Specifically an external microphone 11 may be connected to the present invention through the Audio In port 40. Preferably the microphone 11 is a high quality microphone that includes noise-cancelling characteristics consistent with a unidirectional microphone or a microphone array.
Alternatively a standard telephone 12 having an audio jack for a headset may be connected directly to the Audio In port 40 of the hand held speech recognition device 10. This will allow the user of the present invention to understand the person at the other end of the phone. As with all input sources, the speaker must train the speech engine so that the speech-to-text conversion is as accurate as possible. A cellular phone 13 having an audio jack for a headset may be connected directly to the Audio In port 40 of the present invention 10. This will allow the user of the present invention to understand the person at the other end of the phone. As with all input sources, the speaker must train the speech engine so that the speech-to-text conversion is as accurate as possible. A Public Address system 14 may also be connected to the device of the present invention 10. This will allow the user to participate in a meeting or seminar where the speaker uses a microphone to make his/her presentation and there is an audio source from the P.A. System. As with all input sources, the speaker must train the speech engine so that the speech-to-text conversion is as accurate as possible.

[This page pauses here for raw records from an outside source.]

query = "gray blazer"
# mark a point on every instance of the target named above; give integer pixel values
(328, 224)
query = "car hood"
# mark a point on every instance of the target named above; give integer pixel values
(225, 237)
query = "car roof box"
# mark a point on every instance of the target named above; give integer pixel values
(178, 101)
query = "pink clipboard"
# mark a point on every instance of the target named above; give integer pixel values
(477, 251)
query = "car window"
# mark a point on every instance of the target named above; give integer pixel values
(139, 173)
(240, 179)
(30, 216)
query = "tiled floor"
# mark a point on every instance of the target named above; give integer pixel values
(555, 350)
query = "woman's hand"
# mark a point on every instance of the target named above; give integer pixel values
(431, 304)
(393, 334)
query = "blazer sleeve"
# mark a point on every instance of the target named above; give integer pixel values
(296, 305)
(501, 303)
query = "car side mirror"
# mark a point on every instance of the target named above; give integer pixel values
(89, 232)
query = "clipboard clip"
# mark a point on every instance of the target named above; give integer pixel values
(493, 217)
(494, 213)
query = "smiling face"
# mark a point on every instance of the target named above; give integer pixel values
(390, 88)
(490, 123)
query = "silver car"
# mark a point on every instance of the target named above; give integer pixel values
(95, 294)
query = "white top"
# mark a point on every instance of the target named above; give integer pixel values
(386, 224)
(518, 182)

An external display screen 15 may be connected to the device of the present invention 10 via the Video Out port 41 so that the user may use a larger screen. Preferably the display screen 15 would be connected by way of an industry standard video connection. An external disk drive 16 may be connected via a USB port 42 that enables the transfer of objects to and from the device of the present invention 10. This can be used to maintain the system as well as to transfer specific files that a user may wish to use in the training of the system. The USB port 42 may be used to connect a microphone 17 to the device 10. The device 10 may accommodate various microphone input connections. Preferably the microphones 17 have noise-cancelling characteristics consistent with a unidirectional microphone or a microphone array. The connection of a flash drive 18 via a USB port 42 enables the transfer of objects to and from the present invention. This can be used to maintain the system as well as to transfer specific files that a user may wish to use in the training of the system.
A charger 19 is provided for charging the battery pack when the present invention is configured with a battery pack. The charger may be for standard house VAC or a car adapter. The charger is connected to the device 10 via the Charger port 43.
One or more Bluetooth headsets 20 may be used to communicate with the present invention. Multiple Bluetooth headsets 20 allow for a group of people to converse with the user. The application supports multiple sources of speech converted into the same text file. As with all input sources, the speaker must train the speech engine so that the speech-to-text conversion is as accurate as possible.
Preferably the screen 33 allows for navigation and input by digital pen 21 and/or by touching the screen. The digital pen 21 is used to input characters via a virtual keyboard when the system calls for a speaker name or a new word is to be added to the database.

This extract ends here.